Nachrichten JuLi 2014


VERKEHR: Niederlande verstimmt und enttäuscht über deutsche Maut-Pläne

Berlin/Brüssel/Den Haag. KL/DT/DW/HP/NZZ/SO/VK. 8. Juli 2014.


Die Niederlande sind über die Maut-Pläne der deutschen Regierung verstimmt, wie die niederländische Ministerin für Infrastruktur und Umwelt, Melanie Schultz van Haegen (VVD), gestern mitgeteilt hat. Sie sei enttäuscht darüber, dass Berlin die niederländischen Interessen bisher überhaupt nicht berücksichtigt habe. Aus Sicht Schultz van Haegens würde sich die Maut negativ für niederländische Autofahrer auswirken, vor allem Pkw-Halter in der Grenzregion träfe sie hart.

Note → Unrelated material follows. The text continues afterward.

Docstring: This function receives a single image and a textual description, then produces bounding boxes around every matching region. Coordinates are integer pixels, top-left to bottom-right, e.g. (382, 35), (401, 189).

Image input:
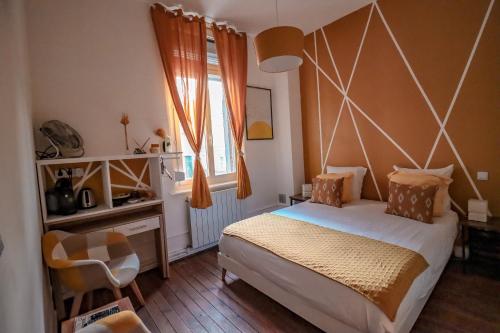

Die Ministerin beabsichtigt nun, den EU-Kommissar für Verkehr Siim Kallas einzuschalten, um die Konformität des deutschen Gesetzesvorhabens mit europäischem Recht überprüfen zu lassen. Außerdem will sie das Gespräch mit anderen EU-Mitgliedsstaaten suchen, die ebenfalls von der Maut betroffen wären. Schultz van Haegen hatte in der Vergangenheit schon signalisiert, dass sie die deutschen Pläne prinzipiell nicht gutheißt (NiederlandeNet berichtete).

Deutschland will ab dem 1. Januar 2016 für das gesamte Straßennetz Maut erheben und nicht nur auf Autobahnen, wie es etwa in der Schweiz oder in Österreich der Fall ist. Das hat der deutsche Verkehrsminister Alexander Dobrindt (CSU) am vergangenen Montag bei der Präsentation seines Maut-Konzepts in Berlin angekündigt. Seinen Plänen zufolge soll zukünftig auch auf deutschen Bundes- und Landstraßen eine Benutzungsgebühr fällig werden. Autofahrer mit deutschen Kennzeichen würden im Gegenzug durch die Senkung der Kfz-Steuer entlastet, dadurch hätten ausschließlich Pkw-Halter mit ausländischen Kennzeichen zusätzliche Belastungen zu tragen.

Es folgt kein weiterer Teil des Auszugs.